Diz-se que um dos “princípios coletivos”, às vezes essencializado, muito valorizado por ciganos é a “liberdade”. Por isso alguns afirmam que “sua religião é a liberdade”. Talvez seja por conta dessa liberdade é que podemos ver ciganos de diferentes credos e religiões, o que deve ser respeitado: islâmicos, umbandistas, evangélicos, católicos, espíritas, maçons, testemunhas de Jeová etc. 
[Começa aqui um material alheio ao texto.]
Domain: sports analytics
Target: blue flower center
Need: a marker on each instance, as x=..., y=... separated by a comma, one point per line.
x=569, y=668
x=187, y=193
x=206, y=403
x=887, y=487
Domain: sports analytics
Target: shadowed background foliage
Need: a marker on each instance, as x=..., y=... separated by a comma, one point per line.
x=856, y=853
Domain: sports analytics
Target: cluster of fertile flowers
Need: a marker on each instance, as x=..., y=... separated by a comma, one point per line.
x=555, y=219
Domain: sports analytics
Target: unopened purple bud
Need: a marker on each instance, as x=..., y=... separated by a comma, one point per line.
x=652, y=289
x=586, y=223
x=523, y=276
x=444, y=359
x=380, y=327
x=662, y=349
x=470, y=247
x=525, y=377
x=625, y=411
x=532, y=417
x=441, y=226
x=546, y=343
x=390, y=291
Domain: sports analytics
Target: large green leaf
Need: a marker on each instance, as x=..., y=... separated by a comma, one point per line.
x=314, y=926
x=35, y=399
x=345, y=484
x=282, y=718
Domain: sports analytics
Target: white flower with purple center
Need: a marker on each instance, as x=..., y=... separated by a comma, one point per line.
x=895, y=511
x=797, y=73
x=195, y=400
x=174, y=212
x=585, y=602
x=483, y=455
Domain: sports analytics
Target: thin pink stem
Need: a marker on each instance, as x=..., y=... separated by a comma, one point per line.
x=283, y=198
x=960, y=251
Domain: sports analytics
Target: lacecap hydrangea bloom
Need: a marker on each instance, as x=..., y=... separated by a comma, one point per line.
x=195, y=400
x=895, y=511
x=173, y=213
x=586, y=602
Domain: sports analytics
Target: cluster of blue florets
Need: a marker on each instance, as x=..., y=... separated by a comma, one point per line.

Se consideramos o contexto internacional e pensarmos na Espanha, por exemplo, é muito comum que coletivos gitanos sejam reconhecidos como pentecostais, já que a Iglesia Filadélfia, uma igreja evangélica étnica bastante popular, agrega cerca de 200 mil participantes – todos de etnia cigana – a ponto de haver um ditado entre os espanhóis que diz, “si eres gitano, entonces eres pentecostal[7]. Algo semelhante acontece entre os ciganos albaneses e turcos, cuja maioria é islâmica. No Brasil a grande maioria é de confissão cristã, majoritariamente católica apostólica romana, no entanto há um crescente número de evangélicos, especialmente de linha neopentecostal, refletindo o que já acontece na sociedade nacional. 
Diante disso é insustentável pensar uma ciganidade indissociada de algum pertencimento religioso. Sendo assim o 24 de maio como data comemorativa parece ter gerado efeitos contraditórios: por um lado a necessária e importante valorização e reconhecimento dos povos ciganos, por outro, uma data enviesada, estrategicamente pensada para dar destaque à apenas um determinado culto ou crença religiosa específica, a saber, a veneração de Santa Sara Kali. Quem disse que o Estado não coloniza, não é mesmo? 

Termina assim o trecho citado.